The George Washington University, founded in 1821 and rooted in the Foggy Bottom neighborhood since 1912, combines the resources of a major international research university with the unique dynamics of a vibrant, urban setting in the heart of the nation's capital. The university values the Foggy Bottom and West End neighborhoods of which it is a part - and recognizes that a thriving community is a key component of the GW experience for those who study, teach, research, and work here. Our campus planning efforts reflect this value and our development projects are product of that commitment.
The 2007 Foggy Bottom Campus Plan provides a framework for development over the next twenty years, reflecting a long-term view of the campus in the context of its surrounding neighborhoods. The plan provides the predictability of identified sites, uses, and densities, along with the requisite level of flexibility necessary for such a long-term planning horizon.

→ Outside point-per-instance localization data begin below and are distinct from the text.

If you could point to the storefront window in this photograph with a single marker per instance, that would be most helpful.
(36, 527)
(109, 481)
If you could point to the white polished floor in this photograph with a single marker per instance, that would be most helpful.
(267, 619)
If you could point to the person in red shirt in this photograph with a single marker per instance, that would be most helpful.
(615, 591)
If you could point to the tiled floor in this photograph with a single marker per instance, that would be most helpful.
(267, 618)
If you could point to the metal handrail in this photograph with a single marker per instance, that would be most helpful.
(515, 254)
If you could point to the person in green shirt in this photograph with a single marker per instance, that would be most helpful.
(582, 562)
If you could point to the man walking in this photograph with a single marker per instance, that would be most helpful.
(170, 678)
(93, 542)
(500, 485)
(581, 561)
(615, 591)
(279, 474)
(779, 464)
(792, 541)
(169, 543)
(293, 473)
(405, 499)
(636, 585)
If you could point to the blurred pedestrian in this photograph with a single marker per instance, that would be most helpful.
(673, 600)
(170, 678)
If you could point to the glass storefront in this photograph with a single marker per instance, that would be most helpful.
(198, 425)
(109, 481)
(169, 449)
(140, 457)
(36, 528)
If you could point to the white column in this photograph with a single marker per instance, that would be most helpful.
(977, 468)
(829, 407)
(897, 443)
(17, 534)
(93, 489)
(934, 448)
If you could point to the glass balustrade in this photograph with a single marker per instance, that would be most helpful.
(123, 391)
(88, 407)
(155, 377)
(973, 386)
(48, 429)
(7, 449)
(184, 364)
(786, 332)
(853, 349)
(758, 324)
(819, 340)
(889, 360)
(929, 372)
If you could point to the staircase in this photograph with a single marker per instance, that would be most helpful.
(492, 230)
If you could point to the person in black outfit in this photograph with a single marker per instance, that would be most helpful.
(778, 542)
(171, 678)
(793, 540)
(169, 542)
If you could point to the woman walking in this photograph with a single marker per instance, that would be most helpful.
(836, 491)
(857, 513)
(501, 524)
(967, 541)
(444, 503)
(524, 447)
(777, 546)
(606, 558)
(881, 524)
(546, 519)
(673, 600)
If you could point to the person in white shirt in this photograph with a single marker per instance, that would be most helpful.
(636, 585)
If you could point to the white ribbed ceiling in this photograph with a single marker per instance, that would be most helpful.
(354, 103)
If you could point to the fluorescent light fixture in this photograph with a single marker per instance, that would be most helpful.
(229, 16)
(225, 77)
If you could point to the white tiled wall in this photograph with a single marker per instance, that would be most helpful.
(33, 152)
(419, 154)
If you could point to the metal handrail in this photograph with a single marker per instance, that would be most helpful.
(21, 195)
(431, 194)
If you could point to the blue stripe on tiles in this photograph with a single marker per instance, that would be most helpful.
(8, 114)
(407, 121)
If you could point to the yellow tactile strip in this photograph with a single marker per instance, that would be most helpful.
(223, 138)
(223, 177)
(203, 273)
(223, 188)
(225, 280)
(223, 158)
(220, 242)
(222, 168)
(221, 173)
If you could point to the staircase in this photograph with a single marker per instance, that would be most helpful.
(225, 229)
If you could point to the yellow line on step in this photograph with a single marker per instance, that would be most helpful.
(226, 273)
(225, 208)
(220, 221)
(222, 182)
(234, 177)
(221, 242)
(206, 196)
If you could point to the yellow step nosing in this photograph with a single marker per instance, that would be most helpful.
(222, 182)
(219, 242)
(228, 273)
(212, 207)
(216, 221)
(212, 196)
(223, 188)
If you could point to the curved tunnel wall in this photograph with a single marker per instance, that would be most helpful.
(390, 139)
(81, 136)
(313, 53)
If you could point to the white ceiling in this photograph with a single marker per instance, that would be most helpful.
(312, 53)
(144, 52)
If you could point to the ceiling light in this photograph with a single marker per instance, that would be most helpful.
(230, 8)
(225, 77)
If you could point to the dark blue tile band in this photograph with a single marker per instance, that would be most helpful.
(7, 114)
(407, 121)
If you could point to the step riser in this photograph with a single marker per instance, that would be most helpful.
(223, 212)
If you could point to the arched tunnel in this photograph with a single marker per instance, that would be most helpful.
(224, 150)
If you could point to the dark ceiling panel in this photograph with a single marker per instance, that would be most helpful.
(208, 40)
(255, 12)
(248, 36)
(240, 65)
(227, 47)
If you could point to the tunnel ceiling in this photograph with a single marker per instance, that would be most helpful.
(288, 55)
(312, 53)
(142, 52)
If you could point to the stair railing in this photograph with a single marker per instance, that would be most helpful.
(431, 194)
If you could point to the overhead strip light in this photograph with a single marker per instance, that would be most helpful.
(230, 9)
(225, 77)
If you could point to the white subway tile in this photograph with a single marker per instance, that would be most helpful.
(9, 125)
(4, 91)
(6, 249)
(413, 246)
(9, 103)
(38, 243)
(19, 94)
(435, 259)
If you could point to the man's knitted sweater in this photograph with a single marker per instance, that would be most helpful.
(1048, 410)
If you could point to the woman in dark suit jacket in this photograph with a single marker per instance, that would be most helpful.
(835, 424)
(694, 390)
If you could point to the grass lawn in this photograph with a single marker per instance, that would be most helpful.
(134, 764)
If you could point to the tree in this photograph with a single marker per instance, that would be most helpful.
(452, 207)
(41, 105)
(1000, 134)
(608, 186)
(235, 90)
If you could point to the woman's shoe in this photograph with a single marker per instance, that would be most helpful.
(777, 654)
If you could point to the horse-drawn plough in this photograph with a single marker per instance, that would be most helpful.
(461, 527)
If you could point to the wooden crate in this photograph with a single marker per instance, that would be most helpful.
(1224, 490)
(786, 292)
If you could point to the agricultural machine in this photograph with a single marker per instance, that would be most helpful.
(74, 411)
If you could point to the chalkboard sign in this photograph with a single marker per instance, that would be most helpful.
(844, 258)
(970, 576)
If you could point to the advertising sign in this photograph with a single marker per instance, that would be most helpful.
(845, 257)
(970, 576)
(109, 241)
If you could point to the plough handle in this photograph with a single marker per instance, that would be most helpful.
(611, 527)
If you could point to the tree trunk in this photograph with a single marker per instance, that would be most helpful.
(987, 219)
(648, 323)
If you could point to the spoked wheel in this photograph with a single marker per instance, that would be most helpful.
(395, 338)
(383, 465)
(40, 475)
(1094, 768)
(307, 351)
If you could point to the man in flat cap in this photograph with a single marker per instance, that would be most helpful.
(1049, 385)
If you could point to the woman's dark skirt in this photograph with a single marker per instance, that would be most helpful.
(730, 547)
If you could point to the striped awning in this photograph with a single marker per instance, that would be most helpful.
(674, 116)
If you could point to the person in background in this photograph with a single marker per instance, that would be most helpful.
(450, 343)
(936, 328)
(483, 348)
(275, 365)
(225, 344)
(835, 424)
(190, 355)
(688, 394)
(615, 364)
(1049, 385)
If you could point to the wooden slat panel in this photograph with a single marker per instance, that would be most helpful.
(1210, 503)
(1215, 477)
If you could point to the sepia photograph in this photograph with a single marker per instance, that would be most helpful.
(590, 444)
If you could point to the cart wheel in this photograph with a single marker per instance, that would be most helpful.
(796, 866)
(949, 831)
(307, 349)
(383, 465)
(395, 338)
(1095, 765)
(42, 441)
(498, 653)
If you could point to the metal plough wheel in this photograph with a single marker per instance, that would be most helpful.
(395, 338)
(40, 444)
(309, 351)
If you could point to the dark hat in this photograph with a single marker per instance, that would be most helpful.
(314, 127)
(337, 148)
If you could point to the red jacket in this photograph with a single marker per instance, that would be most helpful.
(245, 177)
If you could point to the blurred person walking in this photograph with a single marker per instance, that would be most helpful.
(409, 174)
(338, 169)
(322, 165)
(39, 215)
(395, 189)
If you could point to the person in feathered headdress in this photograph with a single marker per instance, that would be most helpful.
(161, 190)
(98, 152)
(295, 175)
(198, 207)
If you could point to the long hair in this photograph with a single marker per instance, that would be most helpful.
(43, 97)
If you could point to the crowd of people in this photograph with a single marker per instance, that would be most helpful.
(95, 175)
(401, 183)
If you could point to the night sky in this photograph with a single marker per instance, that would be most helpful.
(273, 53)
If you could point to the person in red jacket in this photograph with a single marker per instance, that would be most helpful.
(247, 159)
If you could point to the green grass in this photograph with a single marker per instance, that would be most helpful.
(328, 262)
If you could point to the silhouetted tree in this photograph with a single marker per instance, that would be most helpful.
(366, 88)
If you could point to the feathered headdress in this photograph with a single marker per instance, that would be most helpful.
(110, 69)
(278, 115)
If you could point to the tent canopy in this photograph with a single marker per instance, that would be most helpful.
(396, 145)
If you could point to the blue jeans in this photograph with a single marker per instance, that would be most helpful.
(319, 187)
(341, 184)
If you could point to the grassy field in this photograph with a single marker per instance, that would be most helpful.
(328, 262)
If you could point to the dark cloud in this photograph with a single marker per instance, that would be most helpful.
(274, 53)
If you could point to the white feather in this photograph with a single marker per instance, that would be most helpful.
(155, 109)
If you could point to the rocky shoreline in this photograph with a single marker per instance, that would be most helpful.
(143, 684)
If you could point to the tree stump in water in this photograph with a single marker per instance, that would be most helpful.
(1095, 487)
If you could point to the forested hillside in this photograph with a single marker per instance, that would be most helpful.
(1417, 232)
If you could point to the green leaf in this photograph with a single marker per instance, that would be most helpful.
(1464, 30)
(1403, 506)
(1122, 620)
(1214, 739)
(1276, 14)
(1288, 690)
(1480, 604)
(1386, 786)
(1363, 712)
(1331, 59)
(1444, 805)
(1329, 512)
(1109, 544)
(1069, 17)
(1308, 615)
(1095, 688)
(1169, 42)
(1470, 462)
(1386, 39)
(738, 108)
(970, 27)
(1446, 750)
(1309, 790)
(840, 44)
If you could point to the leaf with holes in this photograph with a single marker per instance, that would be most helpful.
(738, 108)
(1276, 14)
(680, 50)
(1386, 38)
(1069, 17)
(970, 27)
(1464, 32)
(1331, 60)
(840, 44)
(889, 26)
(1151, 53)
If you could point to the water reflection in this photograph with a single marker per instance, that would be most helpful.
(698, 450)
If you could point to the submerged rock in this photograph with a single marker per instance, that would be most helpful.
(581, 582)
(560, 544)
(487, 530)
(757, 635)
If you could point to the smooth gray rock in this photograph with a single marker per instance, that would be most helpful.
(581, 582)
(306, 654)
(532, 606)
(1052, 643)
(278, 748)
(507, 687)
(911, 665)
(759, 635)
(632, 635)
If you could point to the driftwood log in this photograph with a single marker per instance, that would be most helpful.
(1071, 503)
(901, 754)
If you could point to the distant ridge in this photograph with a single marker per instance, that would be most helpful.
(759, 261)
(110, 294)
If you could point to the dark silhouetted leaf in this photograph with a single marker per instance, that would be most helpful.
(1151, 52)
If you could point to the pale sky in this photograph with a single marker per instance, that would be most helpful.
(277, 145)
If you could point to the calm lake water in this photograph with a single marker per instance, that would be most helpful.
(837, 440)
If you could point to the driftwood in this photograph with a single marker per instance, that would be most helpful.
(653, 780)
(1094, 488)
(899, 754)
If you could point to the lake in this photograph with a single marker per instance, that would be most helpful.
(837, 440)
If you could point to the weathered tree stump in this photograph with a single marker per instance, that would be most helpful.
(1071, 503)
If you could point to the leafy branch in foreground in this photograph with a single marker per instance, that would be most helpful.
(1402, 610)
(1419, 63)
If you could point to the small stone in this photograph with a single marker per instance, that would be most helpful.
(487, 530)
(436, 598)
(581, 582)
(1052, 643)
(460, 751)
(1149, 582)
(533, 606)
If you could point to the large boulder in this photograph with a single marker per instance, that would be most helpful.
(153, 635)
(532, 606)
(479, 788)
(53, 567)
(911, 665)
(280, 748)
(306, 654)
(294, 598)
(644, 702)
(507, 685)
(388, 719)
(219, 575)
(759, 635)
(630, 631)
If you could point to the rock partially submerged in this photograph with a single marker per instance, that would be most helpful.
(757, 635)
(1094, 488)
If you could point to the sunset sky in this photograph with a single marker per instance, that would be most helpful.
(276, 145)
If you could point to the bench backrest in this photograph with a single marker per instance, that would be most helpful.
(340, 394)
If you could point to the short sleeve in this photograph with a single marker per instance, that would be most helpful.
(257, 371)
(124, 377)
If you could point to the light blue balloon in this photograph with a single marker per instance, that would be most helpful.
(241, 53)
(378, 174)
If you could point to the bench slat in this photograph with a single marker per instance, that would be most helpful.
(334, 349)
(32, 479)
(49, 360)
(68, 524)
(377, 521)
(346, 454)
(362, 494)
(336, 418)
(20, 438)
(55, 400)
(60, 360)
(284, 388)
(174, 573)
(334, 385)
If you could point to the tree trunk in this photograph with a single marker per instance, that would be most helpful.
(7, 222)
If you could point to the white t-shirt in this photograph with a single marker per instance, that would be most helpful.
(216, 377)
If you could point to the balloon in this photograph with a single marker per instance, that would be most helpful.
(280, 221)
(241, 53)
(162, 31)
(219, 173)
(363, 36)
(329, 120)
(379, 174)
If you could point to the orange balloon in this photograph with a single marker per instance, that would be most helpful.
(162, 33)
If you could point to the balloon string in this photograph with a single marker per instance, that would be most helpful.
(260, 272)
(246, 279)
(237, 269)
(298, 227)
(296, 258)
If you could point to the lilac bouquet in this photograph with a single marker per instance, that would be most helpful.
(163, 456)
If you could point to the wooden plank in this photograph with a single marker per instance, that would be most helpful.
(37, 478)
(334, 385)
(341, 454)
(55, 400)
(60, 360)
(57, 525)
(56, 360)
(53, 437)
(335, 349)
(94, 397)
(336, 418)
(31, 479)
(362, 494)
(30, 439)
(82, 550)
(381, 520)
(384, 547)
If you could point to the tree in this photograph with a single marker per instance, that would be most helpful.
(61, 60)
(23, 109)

The first master plan for the Campus was developed in 1967 when it operated as Mount Vernon College. The plan was updated in 1986 and, after merging with GW in 1999, the university and its neighbors adopted a new campus plan. Since then, the plan has been periodically updated to meet the needs of its academic mission, as well as serve as a resource for the surrounding community. The current plan includes expansion of residential, academic and athletic facilities as well as measures to mitigate light, noise and parking impacts.
The George Washington University Virginia Science and Technology Campus (the “VSTC”) is located at University Center in Ashburn, Virginia and was initially established in 1991 with a gift of 50 acres from Robert H. Smith. Since that time the VSTC has grown to more than 120 acres and from one building to four, with additional office space in a multi-use condominium building within University Center and a fifth building where construction began in late 2012.
Recently, GW has directed considerable resources and effort into enhancing many of the areas that define the university’s campuses, driven by a belief that GW’s spaces are essential elements of a community-oriented culture.
GW is now planning its longer-term vision for how to best leverage the Foggy Bottom and Mount Vernon campuses to support future aspirations.